Ces transformations profondes ont peu à peu accrédité l’idée selon laquelle
le progrès de la médecine consisterait, en définitive, à se donner toujours de
nouveaux moyens pour “ mettre l’individu malade entre parenthèses ”.
Les avantages de la dite “ mise entre parenthèses ” sont indéniables, et l’on
connaît les raisons de la propension toujours plus forte des cliniciens à adopter le
point de vue du physiologiste sur la maladie.

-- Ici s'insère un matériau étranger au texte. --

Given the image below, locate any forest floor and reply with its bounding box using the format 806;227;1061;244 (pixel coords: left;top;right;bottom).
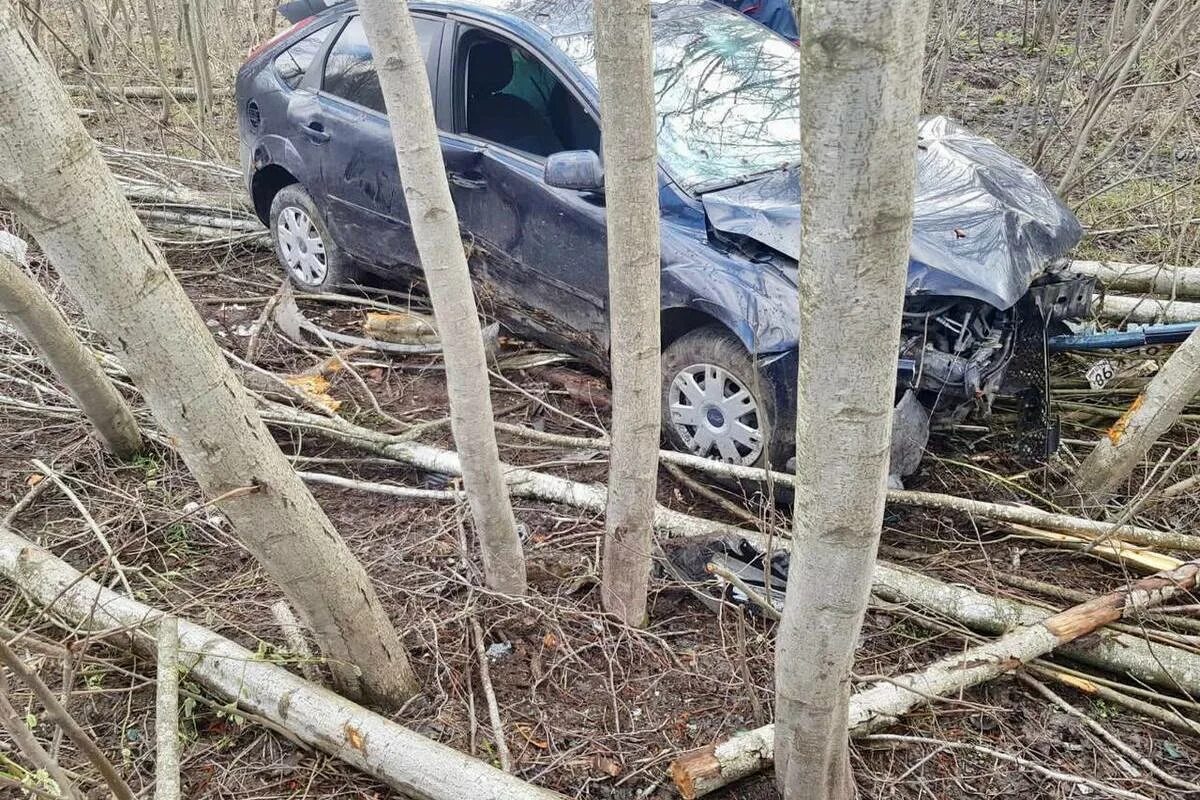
0;4;1200;800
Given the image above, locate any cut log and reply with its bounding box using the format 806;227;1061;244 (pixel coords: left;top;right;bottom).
1073;326;1200;505
1094;294;1200;325
0;527;565;800
1070;261;1200;299
64;84;233;101
671;561;1200;800
262;403;1200;552
262;403;1200;693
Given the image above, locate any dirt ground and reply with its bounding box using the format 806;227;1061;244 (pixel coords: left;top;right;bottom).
0;2;1200;800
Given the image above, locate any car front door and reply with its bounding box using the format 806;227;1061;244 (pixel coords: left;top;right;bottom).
314;14;443;267
439;23;608;366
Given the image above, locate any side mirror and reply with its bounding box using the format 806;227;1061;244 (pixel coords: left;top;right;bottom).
545;150;604;193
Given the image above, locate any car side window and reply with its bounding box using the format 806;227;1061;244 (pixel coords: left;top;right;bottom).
322;17;442;114
458;32;600;157
275;25;336;89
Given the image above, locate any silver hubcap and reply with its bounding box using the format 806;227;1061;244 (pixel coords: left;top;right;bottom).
667;363;762;464
275;206;329;287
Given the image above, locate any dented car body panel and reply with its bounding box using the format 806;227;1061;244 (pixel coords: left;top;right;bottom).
236;0;1080;425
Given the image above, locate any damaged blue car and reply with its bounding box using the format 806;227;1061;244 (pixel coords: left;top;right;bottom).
236;0;1092;465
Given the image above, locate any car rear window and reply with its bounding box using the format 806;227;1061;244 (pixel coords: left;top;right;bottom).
275;25;334;89
323;17;442;113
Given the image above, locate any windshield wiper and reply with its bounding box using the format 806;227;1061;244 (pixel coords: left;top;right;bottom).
691;161;800;194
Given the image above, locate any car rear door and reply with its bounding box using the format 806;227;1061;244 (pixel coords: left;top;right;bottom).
298;14;443;267
438;22;608;366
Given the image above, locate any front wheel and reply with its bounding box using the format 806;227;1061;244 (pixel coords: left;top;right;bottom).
270;184;354;291
662;325;790;467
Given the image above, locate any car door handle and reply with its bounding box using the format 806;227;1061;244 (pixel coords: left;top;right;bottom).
446;172;487;190
300;120;329;144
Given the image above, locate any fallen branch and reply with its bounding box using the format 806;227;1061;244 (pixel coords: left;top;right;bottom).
1072;326;1200;505
272;403;1200;551
671;561;1200;800
0;528;564;800
1070;261;1200;297
260;403;1200;693
64;84;233;101
1096;294;1200;325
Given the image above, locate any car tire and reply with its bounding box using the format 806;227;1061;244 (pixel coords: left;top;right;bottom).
662;325;792;468
270;184;354;291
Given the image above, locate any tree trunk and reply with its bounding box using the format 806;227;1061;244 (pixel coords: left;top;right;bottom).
0;242;142;458
1096;294;1200;325
593;0;662;626
0;4;415;706
1074;331;1200;505
359;0;526;595
0;524;566;800
775;0;929;800
154;616;180;800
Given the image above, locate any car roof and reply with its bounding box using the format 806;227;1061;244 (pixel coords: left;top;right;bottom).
325;0;721;38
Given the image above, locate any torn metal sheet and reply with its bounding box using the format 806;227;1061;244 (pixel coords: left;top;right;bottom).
701;116;1082;309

On sait bien en effet que
l’identification du symptôme par le malade n’est guère fiable : la plupart de ceux
qui déclarent avoir “ mal aux reins ”, ce n’est pas d’une affection du rein qu’ils
souffrent ! Et combien de maladies se développent dans le silence des organes, en
l’absence de tout symptôme apparent ! Nous voici pourtant au cœur de la difficulté.
Le partage entre “ normal ” et “ pathologique ” opéré par le physiologiste coïncidet-il avec l’opposition vécue par l’individu entre “ santé ” et “ maladie ”, n’en est-il
que la traduction en termes “ savants ” ?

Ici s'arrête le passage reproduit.